You are viewing a plain text version of this content. The canonical link for it is here.
Posted to dev@httpd.apache.org by Brian Akins <ba...@web.turner.com> on 2004/08/04 14:56:31 UTC
[PATCH] mod_disk cached fixed
Sorry about this, but the last patch had a mistake in the writev
--
Brian Akins
Senior Systems Engineer
CNN Internet Technologies
Re: [PATCH] mod_disk cached fixed
Posted by Brian Akins <ba...@web.turner.com>.
Graham Leggett wrote:
>
> How resilient is this to garbage data on the disk? A risk exists of
> somebody getting write access to the headers cache file, and then
> crafting a cache headers file which when read causes a takeover of the
> webserver. Just want to check that it's covered.
>
>
That exists for the current way as well. You could do a quick check
to make sure the numbers look resonable, I suppose.
--
Brian Akins
Senior Systems Engineer
CNN Internet Technologies
Re: [PATCH] mod_disk cached fixed
Posted by Justin Erenkrantz <ju...@erenkrantz.com>.
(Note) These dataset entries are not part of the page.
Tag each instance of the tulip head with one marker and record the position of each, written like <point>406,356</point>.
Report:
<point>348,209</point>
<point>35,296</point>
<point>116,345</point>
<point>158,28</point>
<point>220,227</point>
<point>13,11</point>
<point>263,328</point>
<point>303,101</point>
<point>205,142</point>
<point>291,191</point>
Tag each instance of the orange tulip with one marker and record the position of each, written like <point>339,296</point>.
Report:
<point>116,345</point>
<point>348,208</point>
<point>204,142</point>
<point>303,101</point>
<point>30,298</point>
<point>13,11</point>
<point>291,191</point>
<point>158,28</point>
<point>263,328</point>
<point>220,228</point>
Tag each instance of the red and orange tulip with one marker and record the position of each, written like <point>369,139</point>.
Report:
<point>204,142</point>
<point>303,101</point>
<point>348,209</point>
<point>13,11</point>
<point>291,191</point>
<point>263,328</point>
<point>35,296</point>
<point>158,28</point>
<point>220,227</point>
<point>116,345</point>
--On Wednesday, August 4, 2004 5:26 PM +0200 Graham Leggett <mi...@sharp.fm>
wrote:
> How resilient is this to garbage data on the disk? A risk exists of somebody
> getting write access to the headers cache file, and then crafting a cache
> headers file which when read causes a takeover of the webserver. Just want
> to check that it's covered.
It's only reading in integers not pointers. So I don't see how it'd cause a
security risk. -- justin
Re: [PATCH] mod_disk cached fixed
Posted by Graham Leggett <mi...@sharp.fm>.
Brian Akins wrote:
> Sorry about this, but the last patch had a mistake in the writev
How resilient is this to garbage data on the disk? A risk exists of
somebody getting write access to the headers cache file, and then
crafting a cache headers file which when read causes a takeover of the
webserver. Just want to check that it's covered.
Regards,
Graham
--
Re: [PATCH] mod_disk cached fixed
Posted by Brian Akins <ba...@web.turner.com>.
Justin Erenkrantz wrote:
> Looks okay - I'll take a look at incorporating it to my local changes
> and see how it helps. The one thing I'd change is the sizeof(char) to
> sizeof(newline). Since it's a constant that allows '\r\n' to be sized
> accordingly. -- justin
>
Ok.
It may not help you much since your limited by you bandwidth. You
should see lower disk usage and cpu.
Can you e-mail details about your setup (apache versions and patches)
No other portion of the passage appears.